According to the Kenya Bankers Association (KBA), mortgages are the least-popular methods of home financing nationally with a market share of six per cent of all home financing sources. Why is this so?

 

To explain this, a mortgage is a legal binding agreement in which a financial institution lends money for the purchase of property at an interest, in exchange of holding the title deed until payment is fully settled.


The lending financial institutions determine how the payment of the mortgages will be made and failure to commit to payments of the mortgages may lead to foreclosure — being stopped from paying and the property auctioned.
Since independence, a paltry number of Kenyans have managed to purchase houses successfully using mortgages, as the mortgage portfolio stood at 26,508 as at 2018.


This partly explains why home ownership in urban areas stands at 21.3 per cent compared to South Africa at 53.3 per cent. Majority of Kenyans have given mortgages a wide berth following the high interest rates averaging 12 per cent, high deposit requirements and high property prices.


There are also low-income levels, strict underwriting by banks when lending to the informal sector and unavailability of long tenors making the mortgage terms unfavourable to many. There are also high initial transaction costs — initial costs to access mortgage, high interest rates and a shortage of real estate finance to fund large scale developments to meet demand.

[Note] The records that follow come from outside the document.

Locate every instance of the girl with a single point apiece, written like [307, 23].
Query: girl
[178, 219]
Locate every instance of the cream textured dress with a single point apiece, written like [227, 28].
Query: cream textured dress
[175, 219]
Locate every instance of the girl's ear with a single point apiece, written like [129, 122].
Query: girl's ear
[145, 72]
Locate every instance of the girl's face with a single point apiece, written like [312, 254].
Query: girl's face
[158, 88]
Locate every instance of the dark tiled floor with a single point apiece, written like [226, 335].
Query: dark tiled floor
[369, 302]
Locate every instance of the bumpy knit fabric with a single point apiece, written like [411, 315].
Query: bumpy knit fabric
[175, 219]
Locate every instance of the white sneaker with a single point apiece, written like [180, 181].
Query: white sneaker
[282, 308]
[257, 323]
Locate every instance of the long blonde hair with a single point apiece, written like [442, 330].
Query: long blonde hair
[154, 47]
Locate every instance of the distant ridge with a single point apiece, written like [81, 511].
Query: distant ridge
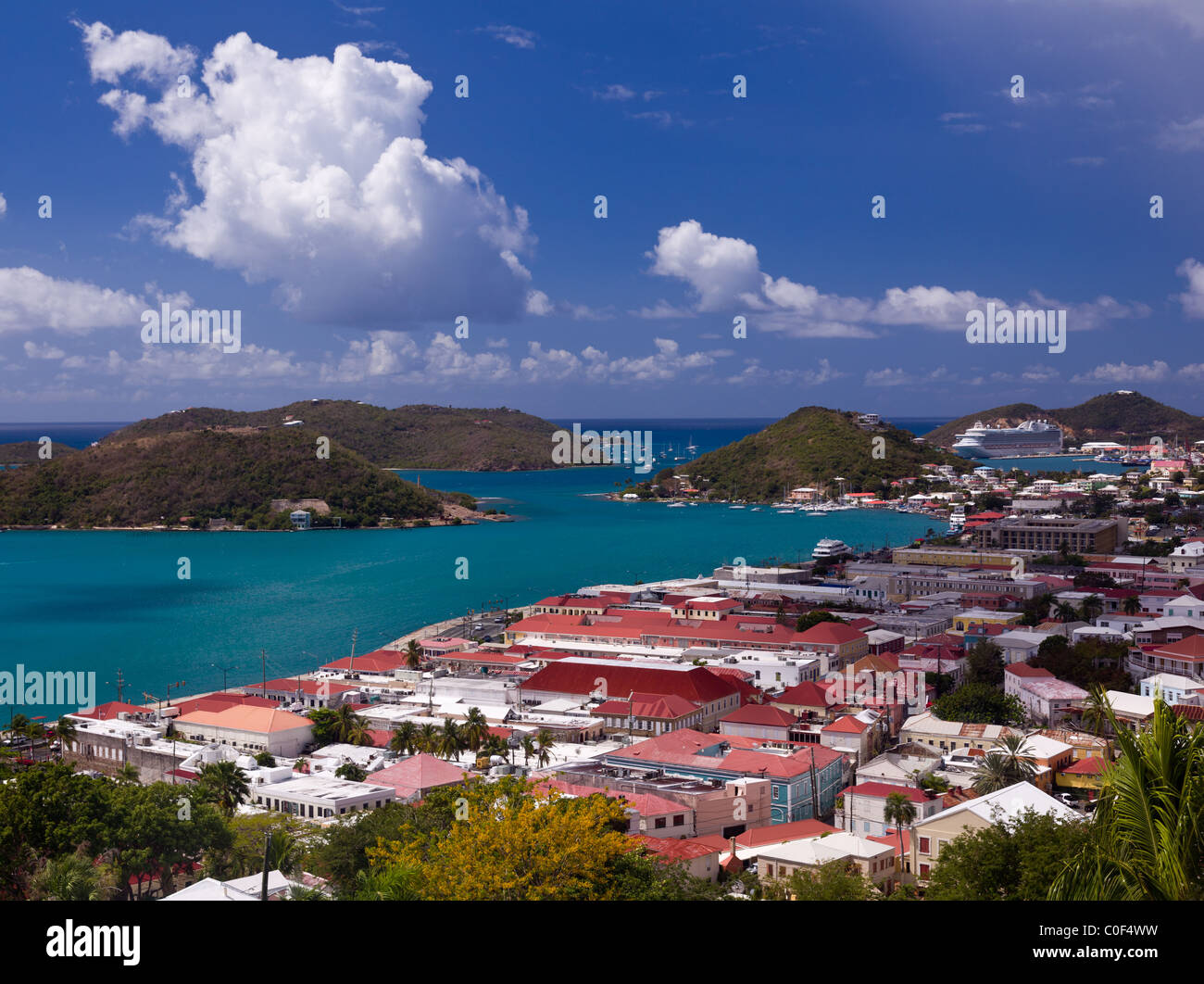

Financial pundits also concur that lenders are reluctant to expand their mortgage portfolio over low supply of long-term capital due to limited access to capital markets funding. Therefore, with the above information, it is important to consider several factors before taking the leap of faith and buying a house via the mortgage route.


For instance, it is important to know your income to secure a mortgage that you can comfortably service to avoid repercussions of defaulting. It is also better to consider your credit score before applying for a mortgage — being listed on the Credit Reference Bureau (CRB) should be a no-go zone.


Mortgages are not fully financed a deposit should be made once an individual qualifies for the loan — it is therefore important to save for the same as financing institutions may require a down payment of between 10 and 20 per cent of the property price.


It is also important to shop around for affordable mortgages offered by different financial institutions before settling for the best good reputation and favourable terms and conditions.


The government has also tried to make home ownership ‘friendlier’ by establishing the Kenya Mortgage Refinance Company (KMRC) two years ago. The facility lends to Primary Mortgage Lenders (PMLs) at an annual interest rate of five percent, enabling them to write home loans at seven percent lower than the market average rate of 12 per cent.